Can i pull data from multiple tables using a single SQL statement somehow to create a view or new table with my desired results (Basically any technique that avoids writing a new query for EVERY SINGLE case and date)? Is there a way to write a case statement that will insert to a different table based on the case? Is there any way to configure monetdb to run these queries more efficiently? Or Do I need to write a script to handle a single table at a time and just pull everything into new tables?

Gadesxion
  • 391
  • 2
  • 6
  • 18
  • 1
    I've never worked with MonetDB, but it seems to me that regardless of whether the underlying storage and retrieval mechanism is column-oriented (like MonetDB) or row-oriented (like the more traditional DBMSs), any analysis across dates is going to be a huge nuisance if your data is fragmented in separate tables for each date.
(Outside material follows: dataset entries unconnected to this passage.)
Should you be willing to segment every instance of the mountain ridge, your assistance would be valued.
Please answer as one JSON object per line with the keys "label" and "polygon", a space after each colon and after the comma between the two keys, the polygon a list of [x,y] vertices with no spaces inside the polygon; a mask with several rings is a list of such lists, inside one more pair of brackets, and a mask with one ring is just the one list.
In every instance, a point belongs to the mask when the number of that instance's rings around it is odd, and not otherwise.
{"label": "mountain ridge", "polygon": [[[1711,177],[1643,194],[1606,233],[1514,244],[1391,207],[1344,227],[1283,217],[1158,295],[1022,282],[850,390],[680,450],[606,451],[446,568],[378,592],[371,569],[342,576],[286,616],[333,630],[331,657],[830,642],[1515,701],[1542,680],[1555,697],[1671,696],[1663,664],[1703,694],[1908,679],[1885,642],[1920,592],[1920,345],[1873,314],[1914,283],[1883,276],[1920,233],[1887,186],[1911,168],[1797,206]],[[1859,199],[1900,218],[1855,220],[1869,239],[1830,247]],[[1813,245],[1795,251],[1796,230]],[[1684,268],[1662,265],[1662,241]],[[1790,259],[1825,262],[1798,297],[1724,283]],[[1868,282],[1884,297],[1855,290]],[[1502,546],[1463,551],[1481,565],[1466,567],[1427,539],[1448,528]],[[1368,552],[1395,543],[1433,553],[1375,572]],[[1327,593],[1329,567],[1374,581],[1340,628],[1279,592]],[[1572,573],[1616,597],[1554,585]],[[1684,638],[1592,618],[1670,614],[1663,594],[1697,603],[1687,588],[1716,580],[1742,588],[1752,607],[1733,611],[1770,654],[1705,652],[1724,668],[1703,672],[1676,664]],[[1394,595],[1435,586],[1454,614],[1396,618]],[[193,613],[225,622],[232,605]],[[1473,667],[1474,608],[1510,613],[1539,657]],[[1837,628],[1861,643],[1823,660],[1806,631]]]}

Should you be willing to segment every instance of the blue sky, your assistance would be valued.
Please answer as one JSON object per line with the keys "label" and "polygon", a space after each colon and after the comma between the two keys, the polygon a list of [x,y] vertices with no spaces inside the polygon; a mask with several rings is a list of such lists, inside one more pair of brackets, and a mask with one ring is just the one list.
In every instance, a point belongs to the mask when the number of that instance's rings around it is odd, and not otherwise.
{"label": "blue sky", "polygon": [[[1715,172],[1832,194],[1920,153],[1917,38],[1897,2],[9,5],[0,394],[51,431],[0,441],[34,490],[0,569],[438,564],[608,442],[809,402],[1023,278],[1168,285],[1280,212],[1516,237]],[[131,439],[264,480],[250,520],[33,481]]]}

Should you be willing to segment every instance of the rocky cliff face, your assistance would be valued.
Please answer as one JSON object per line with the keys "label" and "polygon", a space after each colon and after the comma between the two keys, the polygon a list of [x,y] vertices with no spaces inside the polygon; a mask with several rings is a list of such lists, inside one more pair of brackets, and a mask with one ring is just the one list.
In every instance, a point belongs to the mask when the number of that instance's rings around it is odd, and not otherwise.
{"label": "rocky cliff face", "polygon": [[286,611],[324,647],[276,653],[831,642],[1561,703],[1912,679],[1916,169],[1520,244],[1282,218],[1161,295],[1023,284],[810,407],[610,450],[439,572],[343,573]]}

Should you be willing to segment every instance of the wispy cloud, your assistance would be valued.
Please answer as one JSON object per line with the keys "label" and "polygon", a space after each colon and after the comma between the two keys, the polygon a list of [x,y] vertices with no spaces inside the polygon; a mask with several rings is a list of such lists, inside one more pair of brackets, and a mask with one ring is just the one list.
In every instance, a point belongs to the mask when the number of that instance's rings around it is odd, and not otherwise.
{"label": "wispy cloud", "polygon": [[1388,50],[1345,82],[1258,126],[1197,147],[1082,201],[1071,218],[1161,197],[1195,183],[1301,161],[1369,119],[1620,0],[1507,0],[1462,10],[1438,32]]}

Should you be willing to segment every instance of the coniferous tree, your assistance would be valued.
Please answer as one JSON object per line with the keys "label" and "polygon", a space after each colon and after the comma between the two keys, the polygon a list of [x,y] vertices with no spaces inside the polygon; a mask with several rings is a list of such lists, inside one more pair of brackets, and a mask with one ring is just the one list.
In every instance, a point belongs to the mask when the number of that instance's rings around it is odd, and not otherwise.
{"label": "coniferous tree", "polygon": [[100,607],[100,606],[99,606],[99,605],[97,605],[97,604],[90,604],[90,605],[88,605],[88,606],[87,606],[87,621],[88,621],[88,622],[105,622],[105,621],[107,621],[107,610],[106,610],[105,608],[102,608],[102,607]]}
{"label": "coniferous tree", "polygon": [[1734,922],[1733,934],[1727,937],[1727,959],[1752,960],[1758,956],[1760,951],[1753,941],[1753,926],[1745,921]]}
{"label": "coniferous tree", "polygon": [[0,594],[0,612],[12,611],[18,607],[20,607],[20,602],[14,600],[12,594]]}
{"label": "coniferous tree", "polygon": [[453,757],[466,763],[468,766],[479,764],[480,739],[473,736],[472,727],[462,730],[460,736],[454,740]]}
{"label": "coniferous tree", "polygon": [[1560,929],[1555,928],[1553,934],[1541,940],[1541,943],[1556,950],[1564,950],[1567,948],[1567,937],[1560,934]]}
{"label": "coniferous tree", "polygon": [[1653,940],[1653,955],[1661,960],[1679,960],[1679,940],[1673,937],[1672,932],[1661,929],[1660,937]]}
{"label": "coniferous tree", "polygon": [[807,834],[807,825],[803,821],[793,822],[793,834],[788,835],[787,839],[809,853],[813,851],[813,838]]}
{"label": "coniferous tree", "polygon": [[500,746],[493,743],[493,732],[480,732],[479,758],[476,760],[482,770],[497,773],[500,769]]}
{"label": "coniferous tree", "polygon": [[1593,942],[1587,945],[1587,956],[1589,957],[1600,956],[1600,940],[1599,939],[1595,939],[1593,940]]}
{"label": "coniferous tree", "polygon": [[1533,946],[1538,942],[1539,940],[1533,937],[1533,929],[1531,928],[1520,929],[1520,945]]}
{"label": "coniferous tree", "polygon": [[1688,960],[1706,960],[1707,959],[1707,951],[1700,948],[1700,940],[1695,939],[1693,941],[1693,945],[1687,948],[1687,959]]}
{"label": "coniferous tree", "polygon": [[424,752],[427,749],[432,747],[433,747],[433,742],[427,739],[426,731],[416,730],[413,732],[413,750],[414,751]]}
I'm having trouble imagining how consolidating the data into one big table with a date *value* for each "record" (or "observation", or whatever term you choose) could fail to make your life easier. – Gord Thompson Mar 28 '16 at 19:43
  • Gord, I had considered that, however the tables are far too large, there are about 30 columns and ~35 million or ~6GB of records per day . I have combined the tables into weekly tables and reached almost ~200m records, querying a table that large is unfortunately far too costly in terms of memory when querying data from multiple dates even on our hefty 32 core server with 256gb of memory. The eventual goal is to combine the historical analysis with a real time feed of the same data so reducing the latency and cost is the priority even if it involves a more complex solution. – Gadesxion Mar 29 '16 at 19:03

1 Answers1

0

To hide the complexity of your data structure, you could use a combination of SQL views and unions to provide a unified view of your data over time.

The SQL Group By predicate would then allow you to aggregate your data by time slices.

Given your example, you would have a view ViewMarch defined as :

CREATE TABLE TableMarch1(Time timestamp, Symbol integer, value integer);
CREATE TABLE TableMarch2(Time timestamp, Symbol integer, value integer);

CREATE VIEW ViewMarch AS 
    SELECT Time, Symbol, Value FROM TableMarch1 
    UNION 
    SELECT Time, Symbol, Value from TableMarch2;

You could then compute your average symbol value per hour, for example, using a query like :

SELECT LEFT(Time, 13) AS Period, Symbol, AVG(Value) 
    FROM ViewMarch 
    GROUP BY Period, Symbol;

But watch out for the performance cost. I don't know how MonetDB will optimize queries over unions.

Nicolas Riousset
  • 3,447
  • 1
  • 22
  • 25